Corinne partage avec sincérité son rapport complexe à la mort, à la perte et à la spiritualité. Sans dire qu’elle a une peur directe de mourir, elle reconnaît vivre une relation difficile avec cette idée, nourrie par la crainte de perdre les personnes qu’elle aime et de se retrouver un jour seule. À cette angoisse s’ajoutent les inquiétudes liées aux maladies, au vieillissement et aux fragilités du corps, qu’elle a du mal à accepter dans une société où la santé est souvent mise à l’épreuve.
La mort de son père a été un événement marquant dans sa vie. Cette épreuve douloureuse l’a amenée à porter un regard différent sur l’existence, sans pour autant bouleverser sa personnalité. Elle a progressivement pris conscience de l’importance des choses simples, de la présence, de l’humilité et du sens du bonheur au quotidien. Elle observe combien, dans la vie, les êtres humains ont tendance à se compliquer l’existence, à se laisser envahir par des tensions inutiles, alors que l’essentiel se trouve souvent dans l’instant et la relation à l’autre.

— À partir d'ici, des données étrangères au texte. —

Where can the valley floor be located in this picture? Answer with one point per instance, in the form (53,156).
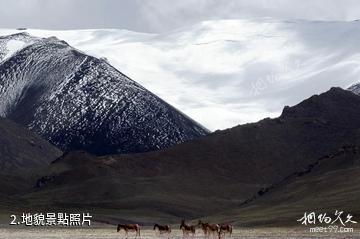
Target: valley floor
(110,232)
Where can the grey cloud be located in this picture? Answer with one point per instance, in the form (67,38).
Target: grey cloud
(161,15)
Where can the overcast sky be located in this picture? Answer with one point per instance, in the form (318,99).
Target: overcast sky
(162,15)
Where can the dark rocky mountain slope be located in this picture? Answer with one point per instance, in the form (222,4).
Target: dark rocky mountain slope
(21,149)
(76,101)
(209,175)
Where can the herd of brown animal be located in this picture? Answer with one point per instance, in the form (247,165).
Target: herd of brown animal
(214,230)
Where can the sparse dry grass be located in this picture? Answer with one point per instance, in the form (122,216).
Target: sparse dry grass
(109,232)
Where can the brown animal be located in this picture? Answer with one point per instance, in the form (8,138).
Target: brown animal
(209,229)
(162,228)
(129,227)
(225,228)
(187,229)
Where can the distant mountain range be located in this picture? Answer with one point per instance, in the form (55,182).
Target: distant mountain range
(264,173)
(228,72)
(76,101)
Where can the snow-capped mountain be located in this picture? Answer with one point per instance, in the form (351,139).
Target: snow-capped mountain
(77,101)
(227,72)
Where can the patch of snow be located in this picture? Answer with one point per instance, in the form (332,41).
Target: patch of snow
(227,72)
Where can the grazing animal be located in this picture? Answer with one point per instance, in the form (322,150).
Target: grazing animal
(187,229)
(225,228)
(162,228)
(129,227)
(209,229)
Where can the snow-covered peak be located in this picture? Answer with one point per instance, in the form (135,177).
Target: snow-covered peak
(11,44)
(77,101)
(226,72)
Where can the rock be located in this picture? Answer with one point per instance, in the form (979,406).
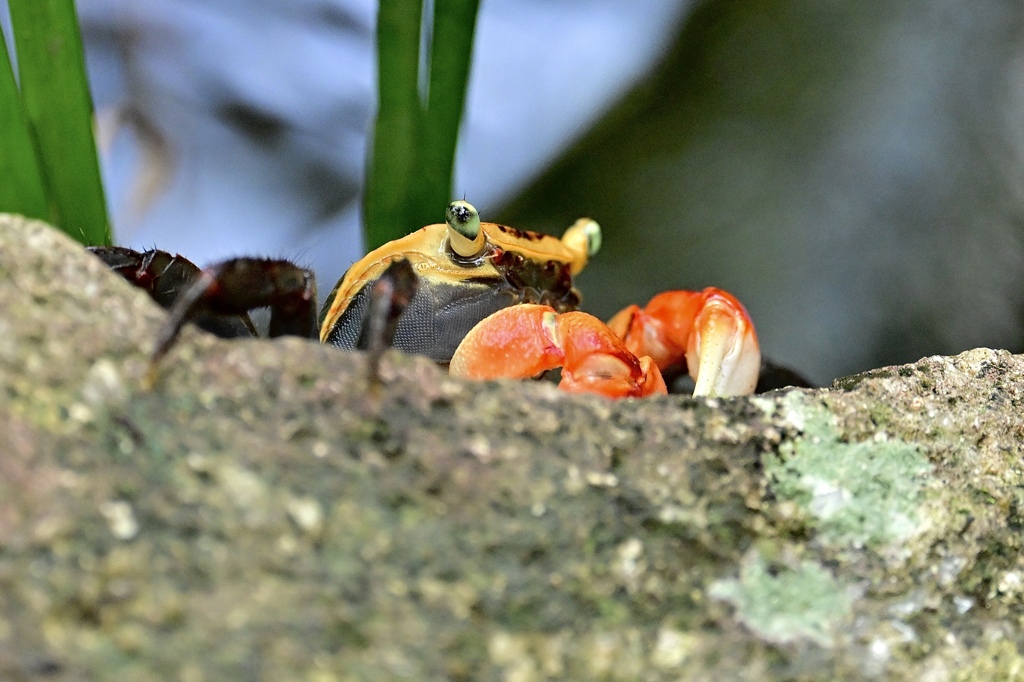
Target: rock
(263,512)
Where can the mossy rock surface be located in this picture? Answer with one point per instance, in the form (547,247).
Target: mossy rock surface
(263,513)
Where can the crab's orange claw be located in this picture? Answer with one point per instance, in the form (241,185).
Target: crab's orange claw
(522,341)
(711,330)
(514,343)
(596,361)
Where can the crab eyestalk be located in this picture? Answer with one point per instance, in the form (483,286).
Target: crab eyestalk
(584,239)
(465,235)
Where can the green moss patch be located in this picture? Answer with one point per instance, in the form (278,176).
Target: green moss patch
(856,494)
(785,604)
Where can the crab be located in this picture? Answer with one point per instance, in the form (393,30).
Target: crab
(487,300)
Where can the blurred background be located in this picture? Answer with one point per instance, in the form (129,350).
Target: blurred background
(854,172)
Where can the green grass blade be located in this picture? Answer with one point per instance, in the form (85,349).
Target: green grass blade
(451,54)
(393,163)
(22,189)
(56,99)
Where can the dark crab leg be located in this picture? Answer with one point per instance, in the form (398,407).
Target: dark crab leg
(164,276)
(237,286)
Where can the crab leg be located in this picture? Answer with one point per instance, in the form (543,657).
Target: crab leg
(711,330)
(524,340)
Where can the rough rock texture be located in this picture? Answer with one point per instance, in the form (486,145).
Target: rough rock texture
(263,513)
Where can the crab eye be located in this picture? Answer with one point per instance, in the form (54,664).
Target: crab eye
(465,235)
(584,237)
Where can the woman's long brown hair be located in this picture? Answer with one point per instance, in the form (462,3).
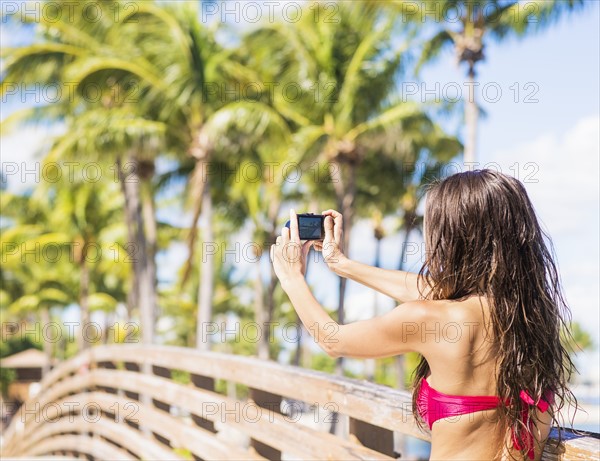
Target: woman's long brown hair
(482,238)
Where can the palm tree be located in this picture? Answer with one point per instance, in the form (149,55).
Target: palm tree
(174,59)
(351,65)
(69,55)
(62,224)
(476,20)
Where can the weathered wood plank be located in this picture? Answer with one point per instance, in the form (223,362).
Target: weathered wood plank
(366,403)
(93,446)
(375,404)
(270,402)
(576,445)
(121,434)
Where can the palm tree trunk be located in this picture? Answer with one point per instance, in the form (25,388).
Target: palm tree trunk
(471,119)
(84,288)
(408,230)
(270,298)
(139,253)
(371,364)
(45,318)
(151,233)
(346,194)
(261,313)
(206,286)
(129,212)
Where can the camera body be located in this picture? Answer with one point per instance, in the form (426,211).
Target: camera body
(310,226)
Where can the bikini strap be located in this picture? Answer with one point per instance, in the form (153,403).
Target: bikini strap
(526,440)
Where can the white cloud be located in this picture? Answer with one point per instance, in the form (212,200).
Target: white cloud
(566,198)
(21,153)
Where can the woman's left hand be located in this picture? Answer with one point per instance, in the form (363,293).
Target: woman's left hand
(289,253)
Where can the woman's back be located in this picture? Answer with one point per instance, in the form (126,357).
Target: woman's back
(463,365)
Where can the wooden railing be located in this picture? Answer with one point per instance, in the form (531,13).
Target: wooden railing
(161,403)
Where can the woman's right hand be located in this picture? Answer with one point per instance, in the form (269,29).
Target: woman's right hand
(331,246)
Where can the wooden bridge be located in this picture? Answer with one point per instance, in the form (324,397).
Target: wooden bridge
(162,403)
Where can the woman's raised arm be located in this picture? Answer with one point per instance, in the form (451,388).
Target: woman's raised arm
(399,285)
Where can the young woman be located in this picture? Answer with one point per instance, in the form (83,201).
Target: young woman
(485,313)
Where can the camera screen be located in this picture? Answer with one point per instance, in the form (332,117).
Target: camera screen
(309,227)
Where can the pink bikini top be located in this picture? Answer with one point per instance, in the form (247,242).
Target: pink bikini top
(433,405)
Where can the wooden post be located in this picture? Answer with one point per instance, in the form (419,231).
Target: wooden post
(203,382)
(271,402)
(374,437)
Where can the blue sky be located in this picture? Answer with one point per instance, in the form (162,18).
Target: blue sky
(554,139)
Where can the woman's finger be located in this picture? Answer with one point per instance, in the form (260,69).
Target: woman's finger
(328,225)
(294,233)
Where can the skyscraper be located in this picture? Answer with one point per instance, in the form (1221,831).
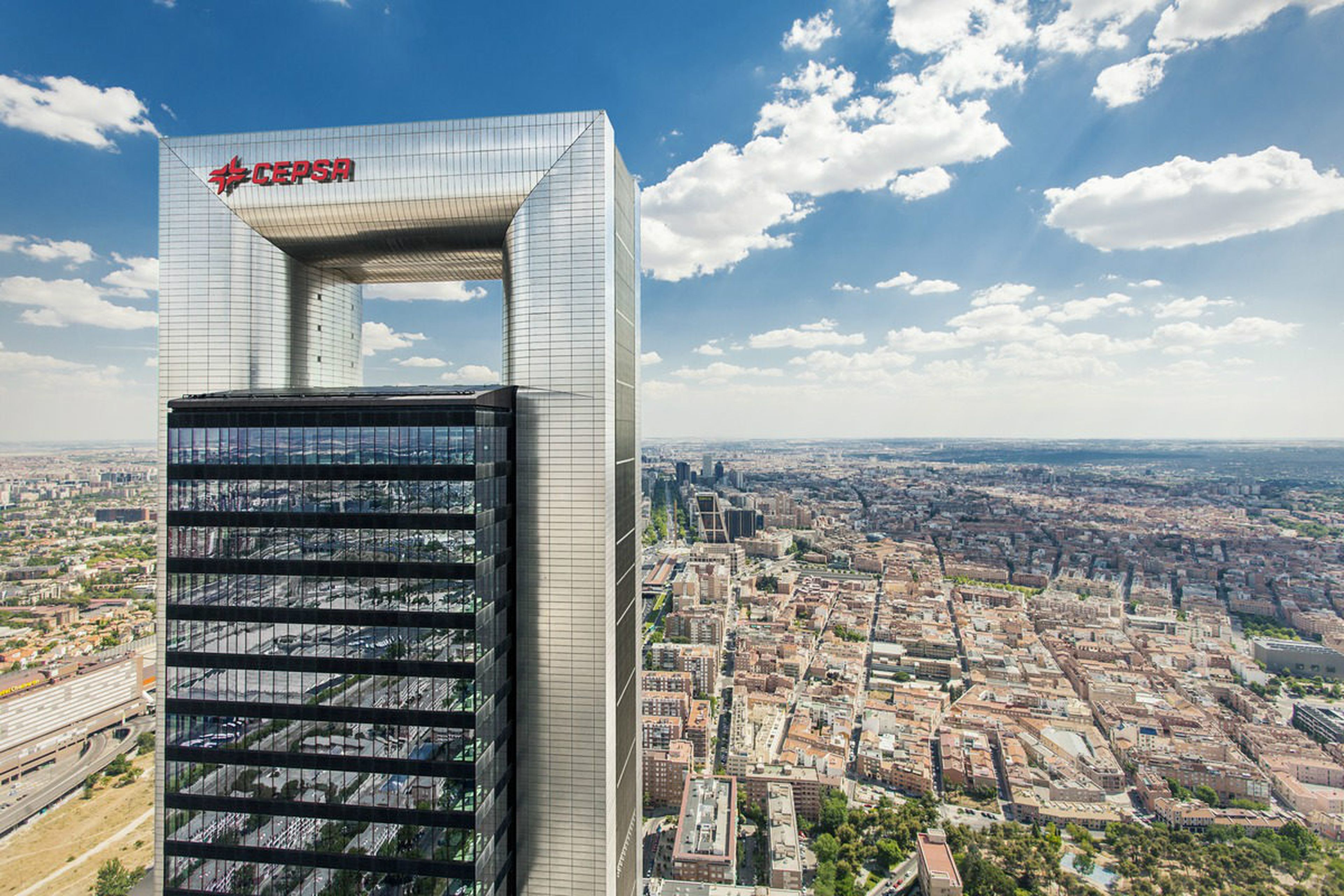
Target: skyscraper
(265,241)
(339,643)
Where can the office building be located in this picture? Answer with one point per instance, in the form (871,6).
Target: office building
(937,868)
(339,641)
(706,846)
(261,289)
(1302,659)
(1319,721)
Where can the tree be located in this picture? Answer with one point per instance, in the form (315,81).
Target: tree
(115,880)
(827,848)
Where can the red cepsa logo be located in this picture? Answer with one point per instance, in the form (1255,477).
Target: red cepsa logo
(268,174)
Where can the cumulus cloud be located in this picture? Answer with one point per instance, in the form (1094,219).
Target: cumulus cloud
(1190,22)
(136,277)
(59,303)
(1084,309)
(1190,336)
(1186,202)
(810,35)
(816,138)
(439,292)
(381,338)
(1189,307)
(58,250)
(416,360)
(807,336)
(904,279)
(923,183)
(1127,83)
(1084,26)
(1003,295)
(75,112)
(721,373)
(472,374)
(933,287)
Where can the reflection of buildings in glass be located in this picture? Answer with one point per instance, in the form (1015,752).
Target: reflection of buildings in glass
(339,641)
(713,528)
(261,289)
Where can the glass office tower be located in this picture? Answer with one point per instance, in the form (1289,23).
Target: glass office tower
(339,711)
(265,242)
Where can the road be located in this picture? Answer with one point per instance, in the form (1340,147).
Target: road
(66,776)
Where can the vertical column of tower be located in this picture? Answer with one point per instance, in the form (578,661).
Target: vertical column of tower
(230,311)
(576,598)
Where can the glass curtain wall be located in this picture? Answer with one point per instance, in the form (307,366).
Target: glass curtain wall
(338,648)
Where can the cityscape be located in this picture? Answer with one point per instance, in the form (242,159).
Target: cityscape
(883,448)
(866,665)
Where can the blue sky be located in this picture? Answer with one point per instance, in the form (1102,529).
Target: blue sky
(916,218)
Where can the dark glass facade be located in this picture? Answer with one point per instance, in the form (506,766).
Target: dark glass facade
(339,644)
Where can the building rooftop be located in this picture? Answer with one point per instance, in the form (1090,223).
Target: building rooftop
(706,828)
(401,396)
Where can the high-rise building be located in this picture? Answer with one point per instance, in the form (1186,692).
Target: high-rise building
(265,242)
(339,644)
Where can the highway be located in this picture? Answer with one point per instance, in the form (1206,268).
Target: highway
(41,789)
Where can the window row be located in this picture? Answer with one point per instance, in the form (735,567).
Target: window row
(366,741)
(295,640)
(318,836)
(336,496)
(371,789)
(324,593)
(326,445)
(322,688)
(350,546)
(262,879)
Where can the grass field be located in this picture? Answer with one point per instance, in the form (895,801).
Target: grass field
(80,831)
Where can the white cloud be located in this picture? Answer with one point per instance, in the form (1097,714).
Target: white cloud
(48,373)
(931,287)
(56,250)
(1184,202)
(1190,336)
(59,303)
(381,338)
(1127,83)
(1190,22)
(439,292)
(1189,307)
(818,138)
(807,336)
(810,35)
(1084,26)
(136,279)
(416,360)
(923,183)
(69,109)
(1084,309)
(721,373)
(1003,295)
(472,374)
(904,279)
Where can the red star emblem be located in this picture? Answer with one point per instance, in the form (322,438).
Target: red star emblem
(229,176)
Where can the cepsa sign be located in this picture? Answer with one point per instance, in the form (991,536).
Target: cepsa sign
(283,174)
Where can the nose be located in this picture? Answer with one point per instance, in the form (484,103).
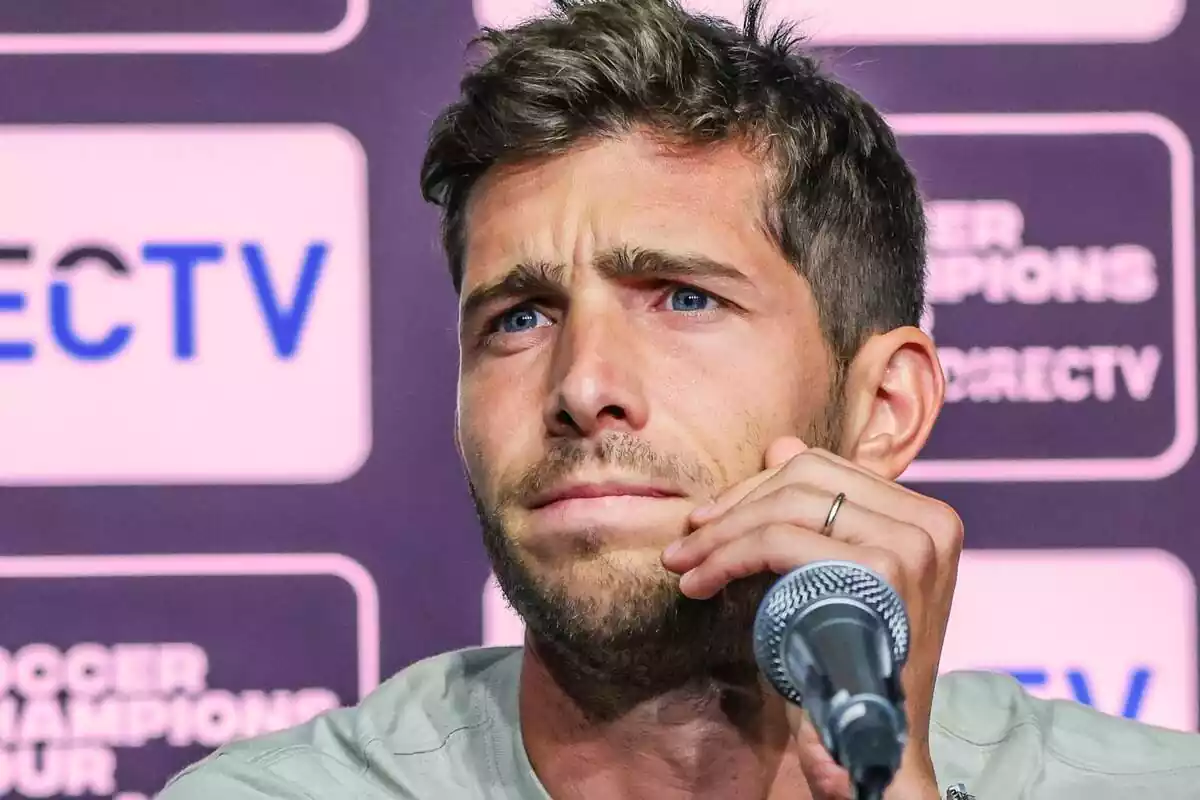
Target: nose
(597,382)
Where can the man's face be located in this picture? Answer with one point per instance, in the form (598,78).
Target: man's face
(631,342)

Corinne évoque également ses croyances spirituelles, qu’elle décrit comme multiples et parfois mêlées. Elle se définit comme catholique, tout en reconnaissant traverser des périodes de doute et de questionnement. Curieuse et ouverte, elle s’intéresse aussi à la culture bouddhiste et aux philosophies orientales, notamment pour leur approche globale du corps et de l’esprit, et leur manière de relier les maux physiques aux états émotionnels et psychiques.
À travers ce témoignage intime, Corinne partage une réflexion profonde sur la vie, la mort, la fragilité humaine et la quête de sens. Son récit invite à ralentir, à se recentrer sur l’essentiel, à accepter l’incertitude et à cultiver une relation plus consciente à soi-même et aux autres.